The KT/V urea index (K, clearance; T, treatment time; V, volume of urea distribution) has become an established index of hemodialysis (HD) adequacy, values of KT/V less than 0.8 being associated with overt uremic toxicity. For the typical continuous ambulatory peritoneal dialysis (CAPD) regimen of 4 X 2 L exchanges/day, the equivalent KT/V approximately 0.6. Paradoxically, overt uremic toxicity is not commonly observed in CAPD patients with this typical therapy prescription. Application of the urea kinetic model demonstrates that HD and CAPD have the same time-averaged urea concentration at the same KT/V. However, as HD is an intermittent therapy, the urea concentration in HD exceeds the time-averaged concentration for about half the hours in the week. If uremic toxicity is related to the peak rather than the time-averaged urea concentration, a higher KT/V would be required in HD to achieve a peak concentration at or below the steady-state CAPD concentration. This peak concentration hypothesis predicts, based on the results of the National Cooperative Dialysis Study, that underdialysis with CAPD would occur at KT/V less than 0.4 for a protein intake of 1.1 gm/kg/day.

A simplified approach to monitoring in vivo therapy prescription.

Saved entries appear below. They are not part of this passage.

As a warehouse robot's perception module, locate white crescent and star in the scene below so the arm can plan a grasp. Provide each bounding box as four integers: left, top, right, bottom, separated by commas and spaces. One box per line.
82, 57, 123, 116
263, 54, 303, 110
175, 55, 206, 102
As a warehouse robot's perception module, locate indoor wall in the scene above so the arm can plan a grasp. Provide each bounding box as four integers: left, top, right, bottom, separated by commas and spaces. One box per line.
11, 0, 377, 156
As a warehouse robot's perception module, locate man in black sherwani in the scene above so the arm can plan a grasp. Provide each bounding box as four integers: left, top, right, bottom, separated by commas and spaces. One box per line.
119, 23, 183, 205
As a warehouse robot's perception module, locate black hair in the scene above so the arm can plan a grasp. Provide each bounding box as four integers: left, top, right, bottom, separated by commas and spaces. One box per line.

The urea kinetic model has been used to individualize therapy prescription. Because the urea kinetic model is complex, the modeling approach to therapy monitoring is not widely practiced. Presented here is a simplified approach to therapy prescription monitoring that is based on the full-fledged urea kinetic model. A Kt/V-PCR domain map (K: clearance, t: time and V: volume of urea distribution; PCR: protein catabolic rate) has been developed with the predialysis urea nitrogen concentration on the abscissa and the post/pre dialysis urea concentration ratio on the ordinate. On this domain map, the therapy index Kt/V is represented by a family of horizontal lines and the PCR is represented by a family of curved lines. In this simplified approach, mid-week measurements of the pre (C1) and post (C2) dialysis urea nitrogen concentrations are plotted on the domain map. The position of the plotted point allows one to read off the Kt/V index and the PCR to determine whether therapy index, diet, or both need to be modified.